Odeta Moro i Michał Figurski w końcu się rozliczyli!
Już nic nie stoi na przeszkodzie, by dziennikarka mogła planować przyszłość z nowym ukochanym. Trzy lata po rozwodzie wreszcie porozumiała się z byłym mężem w kwestii podziału wspólnego majątku.
Rozwód Odety Moro (39 l.) i dziennikarza Michała Figurskiego (45 l.) był szybki, bo rozstali się w zgodzie (chociaż mówiono, że ją zdradził).
Problemy pojawiły się, gdy jej były mąż doznał udaru i nie mógł pracować. Zaczęła dwoić się i troić, by utrzymać nastoletnią córkę, dom, mieszkanie i spłacać raty kredytów zaciągniętych w dobrych czasach ich małżeństwa.
Oprócz tego czuła się zobowiązana wspierać Michała Figurskiego, bo ówczesna partnerka zostawiła go z dnia na dzień.
Później, gdy były mąż stanął na nogi i zaczął zarabiać, wydawało się, że nadszedł czas na finalne rozliczenie.
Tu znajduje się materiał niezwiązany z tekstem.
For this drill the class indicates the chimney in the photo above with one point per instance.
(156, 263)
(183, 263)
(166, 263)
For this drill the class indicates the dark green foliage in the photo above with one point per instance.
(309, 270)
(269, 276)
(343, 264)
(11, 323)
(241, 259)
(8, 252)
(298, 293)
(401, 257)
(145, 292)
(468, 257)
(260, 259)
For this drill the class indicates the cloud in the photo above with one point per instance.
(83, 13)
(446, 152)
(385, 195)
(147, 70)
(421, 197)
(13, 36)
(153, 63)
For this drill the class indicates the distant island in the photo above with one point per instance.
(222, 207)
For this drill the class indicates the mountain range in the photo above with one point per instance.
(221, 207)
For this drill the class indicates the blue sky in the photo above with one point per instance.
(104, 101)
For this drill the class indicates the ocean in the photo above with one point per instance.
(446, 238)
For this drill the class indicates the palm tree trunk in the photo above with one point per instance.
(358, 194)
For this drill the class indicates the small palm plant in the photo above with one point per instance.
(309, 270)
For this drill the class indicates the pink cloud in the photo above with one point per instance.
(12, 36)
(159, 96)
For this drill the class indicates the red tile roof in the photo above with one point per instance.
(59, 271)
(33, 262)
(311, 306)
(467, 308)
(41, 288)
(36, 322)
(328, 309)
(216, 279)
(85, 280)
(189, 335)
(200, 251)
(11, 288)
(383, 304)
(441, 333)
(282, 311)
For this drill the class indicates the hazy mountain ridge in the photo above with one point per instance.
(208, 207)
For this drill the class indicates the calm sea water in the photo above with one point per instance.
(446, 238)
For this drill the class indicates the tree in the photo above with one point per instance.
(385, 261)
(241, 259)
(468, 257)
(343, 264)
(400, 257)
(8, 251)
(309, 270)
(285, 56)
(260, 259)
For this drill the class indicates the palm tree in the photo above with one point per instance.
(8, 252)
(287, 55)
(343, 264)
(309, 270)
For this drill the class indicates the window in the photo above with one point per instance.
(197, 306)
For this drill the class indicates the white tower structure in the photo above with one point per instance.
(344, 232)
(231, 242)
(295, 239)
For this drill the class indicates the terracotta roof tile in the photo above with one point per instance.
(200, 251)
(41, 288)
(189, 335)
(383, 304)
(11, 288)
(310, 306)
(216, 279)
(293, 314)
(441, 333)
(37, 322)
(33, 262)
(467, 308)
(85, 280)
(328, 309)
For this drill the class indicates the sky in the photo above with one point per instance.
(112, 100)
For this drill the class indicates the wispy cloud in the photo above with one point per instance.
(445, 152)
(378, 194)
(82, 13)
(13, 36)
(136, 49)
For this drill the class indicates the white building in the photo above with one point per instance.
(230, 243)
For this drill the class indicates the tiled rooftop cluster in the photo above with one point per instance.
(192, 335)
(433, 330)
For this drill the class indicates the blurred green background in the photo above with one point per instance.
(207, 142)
Ale tak się nie stało.
Dopiero niedawno, gdy Michał Figurski oświadczył się nowej ukochanej, uregulował sprawy majątkowe z byłą żoną.
Jak dowiedziało się "Twoje Imperium", obyło się to bez ciągania się po sądach i awantur. - Między nami wszystko załatwione - potwierdziła tygodnikowi Odeta Moro.
Dziennikarz wyprowadził się więc z jej mieszkania w kamienicy w centrum Warszawy i mieszka z Magdaleną, którą zamierza niebawem poślubić.
A Odeta Moro wypieściła wspólne gniazdko z nowym ukochanym.